I primi 'battiti' dell'esperimento Cuore nei Laboratori Nazionali del Gran Sasso dell'Istituto nazionale di Fisica Nucleare (Infn) stringono il cerchio intorno al neutrino di Majorana, l'ambigua particella che sarebbe anche l'antiparticella di sé stessa: i risultati sperimentali ottenuti nei primi due mesi di attività, pubblicati sulla rivista Physical Review Letters, vincolano in modo sempre più preciso la tempistica con cui dovrebbe avvenire il processo fisico che potrà dimostrare la vera natura dell'elusivo neutrino, cruciale per spiegare l'asimmetria tra materia e antimateria nell'Universo e aprire una nuova finestra oltre la teoria di riferimento della fisica delle particelle elementari, il Modello Standard.

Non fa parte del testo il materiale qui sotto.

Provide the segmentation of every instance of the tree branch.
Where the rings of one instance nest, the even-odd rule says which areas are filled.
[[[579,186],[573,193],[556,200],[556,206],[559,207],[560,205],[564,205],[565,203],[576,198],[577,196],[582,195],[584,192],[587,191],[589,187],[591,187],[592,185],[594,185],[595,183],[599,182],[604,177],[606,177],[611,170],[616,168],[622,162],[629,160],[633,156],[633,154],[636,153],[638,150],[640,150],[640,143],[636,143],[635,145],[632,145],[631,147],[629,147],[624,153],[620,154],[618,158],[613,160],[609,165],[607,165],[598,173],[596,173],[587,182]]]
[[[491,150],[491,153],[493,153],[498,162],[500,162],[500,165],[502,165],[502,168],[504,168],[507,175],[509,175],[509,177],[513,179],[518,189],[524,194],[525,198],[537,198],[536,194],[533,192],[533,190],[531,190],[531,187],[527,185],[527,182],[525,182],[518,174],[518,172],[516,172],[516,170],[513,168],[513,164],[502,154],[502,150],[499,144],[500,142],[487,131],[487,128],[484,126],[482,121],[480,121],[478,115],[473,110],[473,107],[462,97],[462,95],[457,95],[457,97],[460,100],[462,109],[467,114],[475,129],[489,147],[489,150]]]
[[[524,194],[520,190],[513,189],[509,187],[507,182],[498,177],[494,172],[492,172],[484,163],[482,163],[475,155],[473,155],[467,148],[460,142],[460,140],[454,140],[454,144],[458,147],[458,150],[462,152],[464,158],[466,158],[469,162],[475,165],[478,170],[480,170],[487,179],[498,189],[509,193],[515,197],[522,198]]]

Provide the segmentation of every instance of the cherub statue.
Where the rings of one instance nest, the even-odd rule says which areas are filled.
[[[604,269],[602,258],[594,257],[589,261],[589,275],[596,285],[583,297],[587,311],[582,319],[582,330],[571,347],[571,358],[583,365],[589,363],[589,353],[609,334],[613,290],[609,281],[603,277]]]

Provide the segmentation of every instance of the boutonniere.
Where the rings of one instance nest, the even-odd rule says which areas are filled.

Il modo più promettente per verificare l'esistenza della particella ipotizzata da Majorana poco primadella sua scomparsa consiste nell'indagare il fenomeno che avviene quando, all'interno dell'atomo, due neutroni si trasformano in due protoni, emettendo due elettroni e due antineutrini: chiamato doppio decadimento beta, il processo sarebbe possibile anche senza l'emissione di neutrini, proprio a causa dell'ipotetica coincidenza tra neutrino e antineutrino.

"Osservare questo fenomeno è come cercare un ago nel pagliaio", spiega il responsabile scientifico dell'esperimento CUORE, Oliviero Cremonesi, dell'Infn. "Quando si cerca un processo di cui non è certa l'esistenza, i contorni della ricerca non sono ben definiti: per questo allestiamo esperimenti sempre più sensibili, in modo che la probabilità di osservarlo diventi sempre più alta".

In base ai primi risultati di CUORE (Cryogenic Underground Observatory for Rare Events), i fisici hanno stimato che un singolo atomo di tellurio dovrebbe dar vita ad un doppio decadimento beta senza (anti)neutrini all'incirca una volta ogni 10 settilioni di anni, cioè un numero di anni pari 1 seguito da 25 zeri. "Per questo stiamo osservando un numero ancora superiore di atomi, in modo da avere una probabilità finita che uno di essi possa decadere nel tempo in cui lo teniamo sotto osservazione", spiega Cremonesi. "Entro i prossimi cinque anni dovremmo vederne almeno cinque: se ciò non accadrà, dovremo rimandare tutto ad un altro esperimento più sensibile".